Businesspeople, including Seekford, are trying to capitalize on the attention generated by the novel currency. Instances are popping up around the country of business owners accepting bitcoins for payment, including a café in North Carolina, a steel building manufacturer in Colorado and a lakefront property owner in Idaho. Even Overstock.com is getting on board.
“It’s an attention-getter,” said Steven Mann, chairman of the finance department at the University of South Carolina’s Moore School of Business.
Mann said accepting bitcoins is a smart gimmick by business people trying to attract attention. But will the digital currency survive? “The jury’s still out,” he said.
“There’s going to be a digital currency that succeeds one day because it has some advantages,” Mann said. “It’s likely not Bitcoin because it’s probably too early. But something like Bitcoin will be here in five years” in widespread use.
Seekford said he is unconcerned about the future of bitcoins.
“This is my one experiment, and (I’ll) see how it goes,” he said.
Seekford didn’t know what bitcoins were earlier this year when his friend suggested that he accept the digital currency as payment for the 3,120-square-foot space at 1537 Main St., above Carolina Hair Studios, that he is trying to rent.
But Seekford had been trying to rent the space for months, and getting no where, after a wedding consultation business moved out last year. Besides, he is a risk taker.
“It’s treading the unknown waters. That’s for sure,” said Seekford, a real estate agent in the Washington area and a 1995 USC graduate. “You always have to be skeptical, (but) you don’t cross the ocean if you get scared by the first storm that goes by. You’ve got to go out there and take a chance in life.”
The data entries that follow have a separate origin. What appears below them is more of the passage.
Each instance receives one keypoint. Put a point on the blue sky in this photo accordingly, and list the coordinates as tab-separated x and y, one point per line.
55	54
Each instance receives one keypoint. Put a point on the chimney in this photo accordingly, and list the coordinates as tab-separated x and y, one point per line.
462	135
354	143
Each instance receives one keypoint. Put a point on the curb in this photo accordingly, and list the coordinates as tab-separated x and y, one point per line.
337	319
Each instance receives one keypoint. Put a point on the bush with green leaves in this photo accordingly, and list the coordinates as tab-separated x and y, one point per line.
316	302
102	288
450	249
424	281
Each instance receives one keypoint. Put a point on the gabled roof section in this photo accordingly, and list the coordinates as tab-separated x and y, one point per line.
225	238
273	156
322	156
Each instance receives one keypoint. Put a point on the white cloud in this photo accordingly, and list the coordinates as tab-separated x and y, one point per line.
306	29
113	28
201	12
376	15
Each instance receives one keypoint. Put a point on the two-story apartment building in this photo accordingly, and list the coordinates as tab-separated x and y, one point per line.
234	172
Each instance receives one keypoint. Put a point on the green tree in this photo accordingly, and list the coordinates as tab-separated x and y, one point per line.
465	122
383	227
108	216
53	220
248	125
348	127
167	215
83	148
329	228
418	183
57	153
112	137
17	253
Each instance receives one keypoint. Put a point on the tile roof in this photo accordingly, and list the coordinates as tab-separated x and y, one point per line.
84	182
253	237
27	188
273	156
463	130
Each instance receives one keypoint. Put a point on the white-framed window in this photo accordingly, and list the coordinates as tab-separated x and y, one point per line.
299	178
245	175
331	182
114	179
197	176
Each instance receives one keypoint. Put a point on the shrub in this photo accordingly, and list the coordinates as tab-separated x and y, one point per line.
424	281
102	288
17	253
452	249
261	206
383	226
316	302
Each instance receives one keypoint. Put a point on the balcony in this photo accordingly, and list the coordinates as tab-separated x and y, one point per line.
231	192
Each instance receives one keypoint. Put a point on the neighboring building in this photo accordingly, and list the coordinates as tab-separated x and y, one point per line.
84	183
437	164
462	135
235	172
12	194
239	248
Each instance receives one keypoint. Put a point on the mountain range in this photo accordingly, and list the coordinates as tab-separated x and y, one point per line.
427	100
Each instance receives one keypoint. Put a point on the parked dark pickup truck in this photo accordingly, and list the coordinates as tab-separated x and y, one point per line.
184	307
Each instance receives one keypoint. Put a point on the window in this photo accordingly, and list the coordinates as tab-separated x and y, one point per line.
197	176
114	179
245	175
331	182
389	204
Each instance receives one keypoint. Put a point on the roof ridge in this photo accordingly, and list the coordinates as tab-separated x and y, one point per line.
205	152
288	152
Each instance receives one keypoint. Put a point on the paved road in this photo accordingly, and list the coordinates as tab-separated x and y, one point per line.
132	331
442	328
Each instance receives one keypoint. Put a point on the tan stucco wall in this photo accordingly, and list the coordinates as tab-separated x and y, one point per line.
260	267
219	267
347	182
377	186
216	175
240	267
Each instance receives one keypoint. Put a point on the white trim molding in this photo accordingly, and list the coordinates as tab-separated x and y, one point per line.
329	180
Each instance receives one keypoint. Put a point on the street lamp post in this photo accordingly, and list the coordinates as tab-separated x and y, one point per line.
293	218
The Main Street space that Seekford is trying to rent mainly consists of an open room with a large window overlooking the resurgent street below. It also has a private office, a kitchenette and a storage area. Seekford said he envisions it would work well as a law firm, consulting firm or information-technology firm, or perhaps even a retail operation.
Seekford is asking $14 a square foot for rent – about the average for Main Street. That works out to about $3,640 a month. He said he will price the rent in bitcoins at roughly the same rate. But, since the value of bitcoins can change daily, the number of bitcoins charged for rent could be different each month.
Seekford said about a month ago he added his willingness to accept bitcoins to marketing materials in a commercial real estate database. So far, the new bait has yet to land a bite.
“I’m willing to take the venture and see if it gets me any traction,” he said.
USC’s Mann said it is smart for Seekford – and other business owners – to market themselves as accepting Bitcoin.
Digital currency, which is outside of government control, has some advantages. It has an anonymous quality like cash, Mann said. “You can’t track it.”
But that also means the digital currency appeals to some involved in less-than-legitimate business transactions. It “keeps the drug dealers from carrying around suitcases of $100 bills,” Mann said.
Another benefit to bitcoins is the supply is fixed, he said. Only a set number of bitcoins will be issued each year. And while the currency might change in value daily, it’s not subject to inflation like government-controlled money.
Bitcoin was created about five years ago, and its value has fluctuated widely. That value has reached as high as $1,200 per Bitcoin, but, on Thursday, a single Bitcoin was worth only about $640.
So why does Mann think bitcoins will fail?
“It’s usually the second person that we latch onto,” he said. “People don’t like to be first because it’s too risky. They like to be second. Alexander Graham Bell didn’t invent the telephone. He was second. … Apple didn’t invent the mouse; that was Xerox. I’m not a historian, but there’s a lot of examples.”
Still, anything that is widely accepted as a medium of exchange will be successful, Mann said.
“That could be anything. Native American Indian tribes accepted blankets as a medium of exchange. Societies have accepted gold, salt. ... The bitcoins will survive or not, and that’s going to be determined by if people will readily accept them as payment.
“When the Circle K down the street starts to accept bitcoins, then you’re talking.”